L’éditeur avait un premier pas dans cette direction il y a peu plus d’un an. Aujourd’hui, il lance une solution, en phase pilote, ouvertement dédiée à la détection et la remédiation d’incidents sur les hôtes du réseau.

C’était au printemps 2016 : Kaspersky lançait Kata, sa plateforme de protection contre les attaques ciblées. Celle-ci doit permettre de détecter rapidement les attaques ciblées visant l’entreprise, en s’appuyant non seulement sur le poste de travail, mais également sur d’autres éléments de l’infrastructure : proxy, passerelle de sécurité Web, ou encore passerelle de sécurité de l’e-mail. Le tout profitant d’un bac à sable pour analyser les éléments suspects, et d’un système expert cherché d’effectuer les corrélations d’événements en s’appuyant sur des scénarios élaborés par les analystes de Kaspersky. Le système expert profite aussi de renseignements sur les menaces produits par les informations remontées par les clients de l’éditeur connectés à son Kaspersky Security Network (KSN) – une remontée optionnelle mais activée sur plus de 10 % des 400 millions de postes clients équipés par l’éditeur russe.

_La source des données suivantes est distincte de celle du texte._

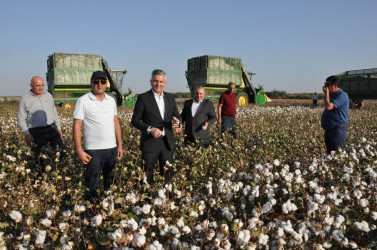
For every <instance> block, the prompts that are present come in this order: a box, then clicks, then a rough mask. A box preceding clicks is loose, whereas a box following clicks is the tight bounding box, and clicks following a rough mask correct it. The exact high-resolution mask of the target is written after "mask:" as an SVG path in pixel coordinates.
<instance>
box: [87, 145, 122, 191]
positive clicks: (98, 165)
mask: <svg viewBox="0 0 377 250" xmlns="http://www.w3.org/2000/svg"><path fill="white" fill-rule="evenodd" d="M85 152H86V153H87V154H88V155H90V156H91V157H92V159H91V160H90V162H89V163H88V164H87V165H86V186H87V187H88V189H89V192H88V193H87V195H91V196H96V194H97V189H98V188H99V179H100V177H101V172H102V175H103V186H104V189H105V190H107V189H109V188H110V185H111V183H112V182H113V180H114V176H115V173H114V171H113V170H114V167H115V165H116V164H117V162H118V160H117V156H118V149H117V147H115V148H109V149H96V150H85Z"/></svg>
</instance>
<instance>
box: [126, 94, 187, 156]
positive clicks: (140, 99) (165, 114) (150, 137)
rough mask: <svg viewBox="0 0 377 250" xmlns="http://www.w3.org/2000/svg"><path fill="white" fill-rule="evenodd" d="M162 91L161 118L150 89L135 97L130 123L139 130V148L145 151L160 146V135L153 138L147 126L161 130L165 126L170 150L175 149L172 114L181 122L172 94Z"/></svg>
mask: <svg viewBox="0 0 377 250" xmlns="http://www.w3.org/2000/svg"><path fill="white" fill-rule="evenodd" d="M163 93H164V101H165V115H164V119H162V117H161V114H160V111H159V109H158V106H157V102H156V99H155V97H154V95H153V92H152V90H150V91H147V92H145V93H143V94H140V95H139V96H138V98H137V101H136V104H135V108H134V113H133V114H132V119H131V124H132V125H133V126H134V127H136V128H137V129H139V130H140V132H141V138H140V149H141V151H145V152H155V151H158V150H159V149H160V148H161V140H162V137H159V138H154V137H153V135H152V134H148V132H147V130H148V127H149V126H152V127H155V128H159V129H160V130H161V131H162V129H163V127H165V136H166V139H167V141H168V143H169V147H170V149H171V150H174V149H175V139H174V134H173V131H172V119H173V116H175V117H177V118H178V119H179V120H180V122H182V119H181V116H180V115H179V112H178V108H177V104H176V102H175V99H174V97H173V95H171V94H169V93H167V92H163Z"/></svg>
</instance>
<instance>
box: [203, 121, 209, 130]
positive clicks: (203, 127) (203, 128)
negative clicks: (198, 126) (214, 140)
mask: <svg viewBox="0 0 377 250" xmlns="http://www.w3.org/2000/svg"><path fill="white" fill-rule="evenodd" d="M207 128H208V122H205V123H204V124H203V125H202V129H203V130H207Z"/></svg>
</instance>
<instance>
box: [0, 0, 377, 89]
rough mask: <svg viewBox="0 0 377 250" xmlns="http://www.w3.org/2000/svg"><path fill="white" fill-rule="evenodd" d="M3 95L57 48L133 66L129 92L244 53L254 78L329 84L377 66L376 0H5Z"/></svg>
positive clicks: (266, 87) (1, 71)
mask: <svg viewBox="0 0 377 250" xmlns="http://www.w3.org/2000/svg"><path fill="white" fill-rule="evenodd" d="M0 9H1V15H0V34H1V39H0V76H1V80H2V83H1V85H0V93H1V94H0V95H22V94H24V93H25V92H26V91H27V90H28V85H29V82H30V78H31V77H32V76H33V75H41V76H43V77H44V78H45V74H46V70H47V66H46V60H47V56H48V55H49V54H52V53H53V52H63V53H84V54H100V55H102V56H103V57H104V58H105V59H106V60H107V61H108V62H109V64H110V67H111V68H114V69H127V70H128V73H127V75H126V76H125V78H124V82H123V90H124V91H126V90H127V89H128V88H131V89H132V90H133V91H134V92H136V93H141V92H144V91H146V90H148V89H149V88H150V85H149V79H150V73H151V71H152V70H153V69H155V68H161V69H164V70H165V71H166V72H167V85H166V87H165V90H166V91H169V92H177V91H185V92H186V91H188V88H186V85H187V81H186V78H185V70H186V69H187V59H189V58H191V57H196V56H202V55H217V56H228V57H239V58H242V61H243V63H244V64H245V66H246V68H247V70H248V71H252V72H255V73H256V75H255V76H254V79H253V84H254V85H255V86H257V85H263V86H264V88H265V90H266V91H270V90H273V89H277V90H284V91H287V92H290V93H300V92H314V91H317V92H320V91H321V86H322V84H323V82H324V80H325V78H326V77H327V76H329V75H331V74H337V73H341V72H343V71H346V70H352V69H362V68H375V67H377V15H376V10H377V1H375V0H362V1H356V0H352V1H350V0H344V1H341V0H332V1H327V0H326V1H325V0H316V1H309V0H308V1H305V0H285V1H277V0H276V1H274V0H271V1H251V0H250V1H242V0H240V1H223V0H217V1H215V0H201V1H199V0H192V1H179V0H162V1H148V0H144V1H137V0H133V1H125V0H123V1H120V0H119V1H96V0H93V1H78V0H76V1H71V0H64V1H47V0H46V1H39V0H35V1H30V0H27V1H26V0H24V1H21V0H20V1H11V0H0Z"/></svg>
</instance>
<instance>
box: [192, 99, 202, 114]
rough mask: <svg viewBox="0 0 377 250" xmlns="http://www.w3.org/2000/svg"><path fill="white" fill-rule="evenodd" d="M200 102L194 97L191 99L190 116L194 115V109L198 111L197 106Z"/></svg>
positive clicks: (198, 107)
mask: <svg viewBox="0 0 377 250" xmlns="http://www.w3.org/2000/svg"><path fill="white" fill-rule="evenodd" d="M201 103H202V101H200V102H196V101H195V99H194V100H193V101H192V106H191V114H192V117H194V116H195V114H196V111H198V109H199V106H200V104H201Z"/></svg>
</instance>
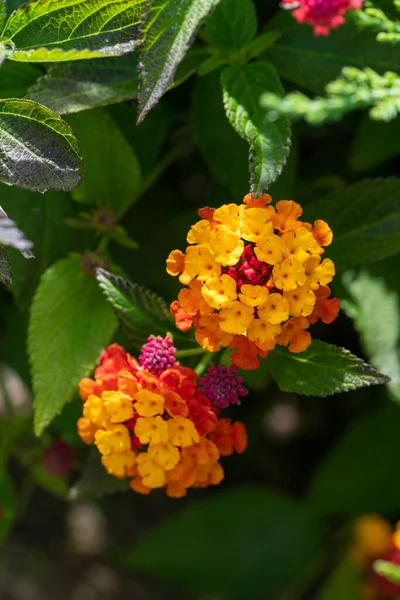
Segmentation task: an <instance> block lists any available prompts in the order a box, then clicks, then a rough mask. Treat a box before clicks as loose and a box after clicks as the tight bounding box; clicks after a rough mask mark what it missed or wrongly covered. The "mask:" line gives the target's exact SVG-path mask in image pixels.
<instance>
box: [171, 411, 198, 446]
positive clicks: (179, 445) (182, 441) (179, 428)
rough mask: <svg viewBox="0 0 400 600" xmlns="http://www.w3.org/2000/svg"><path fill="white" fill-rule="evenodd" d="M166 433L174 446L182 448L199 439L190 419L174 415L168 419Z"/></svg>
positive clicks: (193, 442)
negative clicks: (175, 416)
mask: <svg viewBox="0 0 400 600" xmlns="http://www.w3.org/2000/svg"><path fill="white" fill-rule="evenodd" d="M168 434H169V439H170V440H171V442H172V443H173V444H174V446H181V447H182V448H186V447H188V446H192V444H197V443H198V442H199V440H200V436H199V434H198V433H197V431H196V428H195V426H194V425H193V423H192V421H190V420H189V419H185V418H184V417H175V418H174V419H170V420H169V421H168Z"/></svg>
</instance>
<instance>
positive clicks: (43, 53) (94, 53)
mask: <svg viewBox="0 0 400 600" xmlns="http://www.w3.org/2000/svg"><path fill="white" fill-rule="evenodd" d="M144 4H145V0H31V2H28V3H27V4H23V5H22V6H21V7H20V8H18V9H17V10H16V11H15V12H14V13H12V15H11V16H10V17H9V19H8V21H7V23H6V25H5V27H4V30H3V33H2V34H1V36H2V38H3V39H5V40H10V41H11V42H12V43H13V45H14V52H13V53H12V54H10V56H9V57H8V58H10V59H11V60H17V61H23V62H29V61H30V62H48V61H50V62H52V61H64V60H77V59H81V58H96V57H105V56H118V55H120V54H125V53H126V52H130V51H131V50H133V48H135V47H136V46H137V45H138V44H139V43H140V32H139V25H140V18H141V13H142V10H143V6H144Z"/></svg>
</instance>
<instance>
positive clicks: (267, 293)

Avec Kata, Kaspersky se rapprochait doucement du monde de l’EDR, la détection de menaces et leur confinement sur le point de terminaison. En fait, l’éditeur présente toujours aujourd’hui Kata comme une source de données pour alimenter une solution d’EDR. Quoi de plus naturel alors que de développer une telle solution maison et de l’alimenter avec Kata ?

C’est ce que vient d’annoncer Kaspersky : sa propre solution d’EDR. Elle assure la collecte des données nécessaires à l’investigation d’un incident – internes et externes –, la détection, en s’appuyant sur un moteur d’analyse basé sur l’apprentissage automatique, et enfin la réaction, via l’intervention à distance sur les systèmes compromis.

Kaspersky EDR peut en outre s’intégrer avec un système de gestion des informations et des événements de sécurité (SIEM), pour aider à corréler les alertes.

La nouvelle solution de l’éditeur fait actuellement l’objet d’un programme pilote et n’est pas encore effectivement commercialisée. Mais elle est symptomatique d’une tendance de fond clairement identifiée par Gartner : celle de la convergence des marchés de la protection du point de terminaison (EPP) – où Kaspersky figure parmi les leaders, aux côtés de Trend Micro, Sophos et Symantec –, et de l’EDR. Ce dernier marché était dominé par Guidance Software, devant FireEye, Cisco, Tanium, ou encore Carbon Black. Mais le rachat de Guidance par OpenText vient d’être annoncé.

 De son côté, Carbon Black mène depuis le début de l’année une offensive feutrée mais déterminée, laissant des partenaires multiplier les messages d’intégration – comme Lastline, Siemplify, Anomali ou encore PhishMe. Sans compter une récente étude produit commandée à l’institut Sans.

Au final, Kaspersky apparaît donc ainsi s’inviter sur un marché encombré, fortement compétitif, mais il ne semble y avoir d’autre option que de s’inviter.